8. How can you avoid the USPS invalid zip code scam?
To avoid falling victim, remember:
- USPS never sends texts about undelivered packages or zip code issues
- Don’t click on links in suspicious texts – navigate to USPS.com manually
- Never provide personal or financial data via text links
- Links can open convincing fake sites – check the URL closely
- Report scam texts to USPS Postal Inspectors at spam@uspis.gov
9. How can you protect yourself from other delivery scams?
General tips to avoid delivery scams:
- Don’t click links from texts about missed deliveries
- Call the shipper directly if tracking information seems suspicious
- Never provide personal or payment info via text or emails
- Always manually navigate to official sites – don’t use links
- Use strong unique passwords on all accounts
- Enable two-factor authentication when available
Staying vigilant stops scammers in their tracks. Report suspicious messages to protect yourself and others.
The Bottom Line
The USPS invalid zip code scam relies on tricking you into clicking a text link to steal your information on a fake website. But awareness of this fraud is the best defense.
Remember:
- USPS will never send texts about packages needing address confirmations or zip code verification. Anything sent is a scam.
- Never click links in suspicious texts or provide info to unverified sites. Manually navigate to USPS.com instead.

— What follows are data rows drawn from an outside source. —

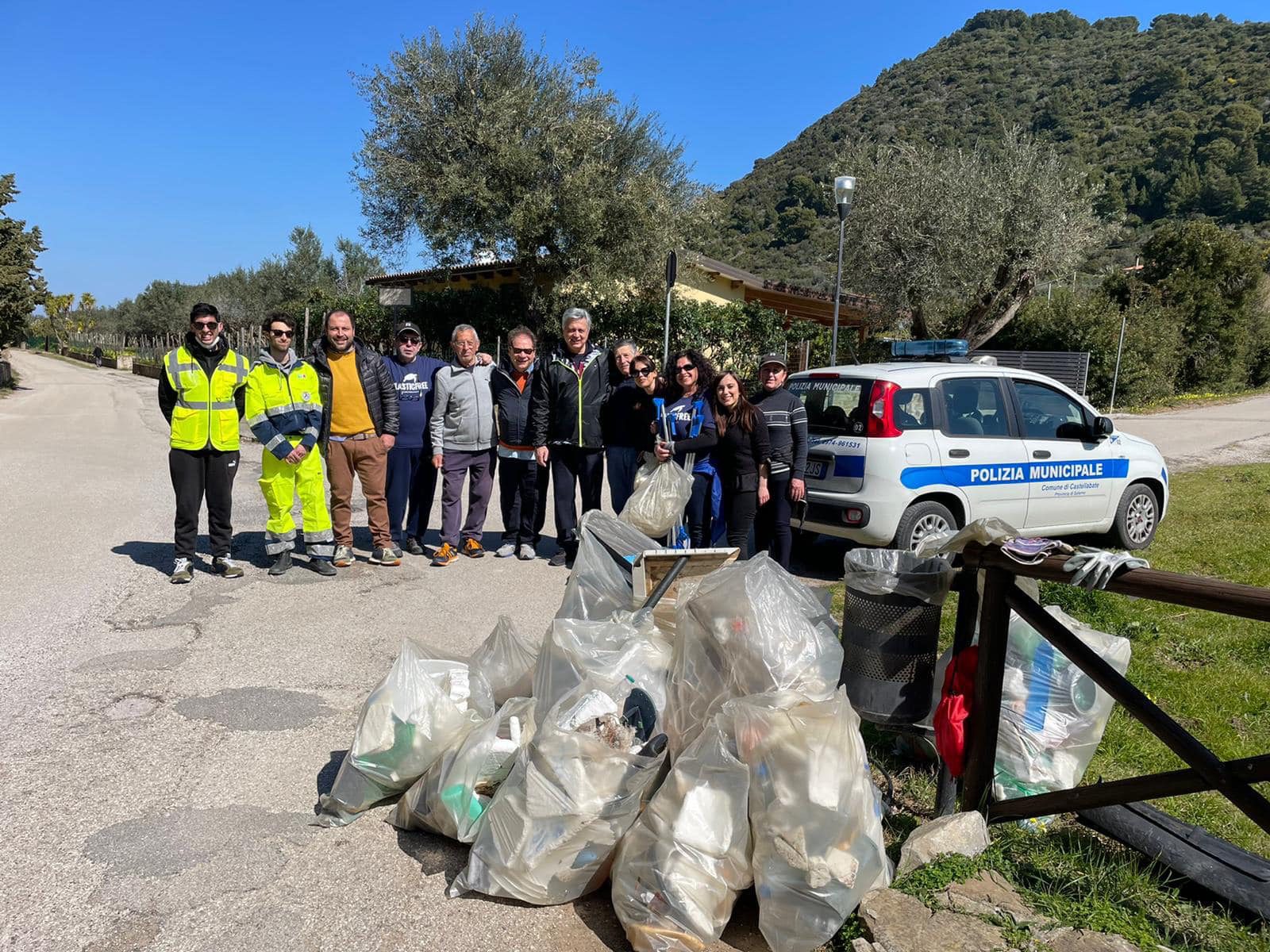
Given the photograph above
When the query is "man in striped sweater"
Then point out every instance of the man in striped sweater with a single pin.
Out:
(787, 431)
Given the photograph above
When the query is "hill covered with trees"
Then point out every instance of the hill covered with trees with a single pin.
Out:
(1168, 122)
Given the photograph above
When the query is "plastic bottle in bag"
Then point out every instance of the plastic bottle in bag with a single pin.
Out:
(814, 812)
(677, 873)
(575, 791)
(423, 704)
(506, 660)
(452, 795)
(747, 628)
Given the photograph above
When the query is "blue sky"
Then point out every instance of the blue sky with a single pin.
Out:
(179, 140)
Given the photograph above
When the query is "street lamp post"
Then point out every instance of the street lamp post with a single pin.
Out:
(844, 190)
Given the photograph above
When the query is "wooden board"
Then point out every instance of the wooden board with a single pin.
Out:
(651, 568)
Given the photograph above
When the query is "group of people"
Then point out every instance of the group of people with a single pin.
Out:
(398, 422)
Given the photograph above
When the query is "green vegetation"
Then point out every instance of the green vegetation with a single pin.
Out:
(954, 239)
(488, 146)
(304, 276)
(1206, 670)
(1166, 121)
(22, 289)
(1195, 319)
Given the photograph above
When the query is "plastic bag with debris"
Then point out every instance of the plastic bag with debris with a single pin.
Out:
(987, 532)
(1052, 714)
(423, 704)
(575, 651)
(506, 660)
(575, 791)
(600, 583)
(660, 493)
(814, 812)
(892, 571)
(454, 793)
(747, 628)
(677, 873)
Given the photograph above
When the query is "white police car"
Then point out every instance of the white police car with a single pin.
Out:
(901, 450)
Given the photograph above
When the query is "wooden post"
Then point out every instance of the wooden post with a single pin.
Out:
(967, 613)
(986, 711)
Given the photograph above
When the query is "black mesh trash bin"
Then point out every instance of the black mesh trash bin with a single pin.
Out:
(891, 632)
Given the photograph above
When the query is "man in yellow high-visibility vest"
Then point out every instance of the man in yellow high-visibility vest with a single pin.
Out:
(201, 395)
(283, 410)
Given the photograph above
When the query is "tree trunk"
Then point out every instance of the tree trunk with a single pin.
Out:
(997, 306)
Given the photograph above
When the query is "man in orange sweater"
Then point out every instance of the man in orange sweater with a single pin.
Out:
(360, 425)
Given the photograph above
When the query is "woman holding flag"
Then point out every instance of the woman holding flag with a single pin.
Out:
(687, 428)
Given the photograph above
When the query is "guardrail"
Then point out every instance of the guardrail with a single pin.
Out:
(1204, 770)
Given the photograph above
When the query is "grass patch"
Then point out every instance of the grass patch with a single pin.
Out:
(1187, 400)
(1210, 672)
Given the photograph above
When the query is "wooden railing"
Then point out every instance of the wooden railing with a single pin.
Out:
(1206, 771)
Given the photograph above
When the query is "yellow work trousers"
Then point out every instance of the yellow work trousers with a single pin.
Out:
(281, 482)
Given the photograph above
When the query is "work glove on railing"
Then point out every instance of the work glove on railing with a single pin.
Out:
(1094, 568)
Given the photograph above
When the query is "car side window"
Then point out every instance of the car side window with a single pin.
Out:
(914, 409)
(973, 406)
(1049, 414)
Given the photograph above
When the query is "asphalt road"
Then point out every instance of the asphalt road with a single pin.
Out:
(1219, 435)
(164, 746)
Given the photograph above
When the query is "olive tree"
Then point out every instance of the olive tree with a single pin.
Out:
(487, 146)
(954, 241)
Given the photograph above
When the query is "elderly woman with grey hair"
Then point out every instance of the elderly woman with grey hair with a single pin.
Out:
(571, 390)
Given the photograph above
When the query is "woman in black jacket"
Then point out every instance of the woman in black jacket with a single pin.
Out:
(741, 457)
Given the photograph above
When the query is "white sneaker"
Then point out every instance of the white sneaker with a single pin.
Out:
(182, 571)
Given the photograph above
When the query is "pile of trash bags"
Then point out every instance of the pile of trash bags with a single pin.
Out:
(685, 766)
(686, 770)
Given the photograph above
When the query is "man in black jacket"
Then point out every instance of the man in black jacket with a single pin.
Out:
(787, 429)
(565, 428)
(522, 484)
(360, 420)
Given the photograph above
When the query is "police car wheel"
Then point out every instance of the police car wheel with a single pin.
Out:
(1137, 518)
(920, 520)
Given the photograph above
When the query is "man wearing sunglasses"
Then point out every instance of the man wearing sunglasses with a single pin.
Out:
(412, 482)
(283, 410)
(522, 484)
(201, 397)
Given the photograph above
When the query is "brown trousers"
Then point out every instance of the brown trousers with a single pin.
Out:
(370, 460)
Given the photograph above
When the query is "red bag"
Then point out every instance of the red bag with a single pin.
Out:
(954, 708)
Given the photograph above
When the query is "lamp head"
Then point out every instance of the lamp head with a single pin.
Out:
(844, 190)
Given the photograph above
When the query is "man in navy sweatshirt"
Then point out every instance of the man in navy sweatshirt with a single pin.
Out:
(412, 480)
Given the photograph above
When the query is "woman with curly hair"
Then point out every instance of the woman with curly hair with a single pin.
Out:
(691, 424)
(741, 457)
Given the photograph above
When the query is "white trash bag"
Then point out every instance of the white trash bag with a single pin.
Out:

- Know that government agencies don’t demand personal details via text message links. This is always a scam tactic.
- If receiving a suspicious USPS text, report it directly to the USPS Postal Inspection Service by emailing spam@uspis.gov
Staying vigilant against package delivery scams using the USPS name prevents you from relinquishing personal data and payment info that fuels identity theft and financial fraud. Protect yourself by recognizing the scam warning signs.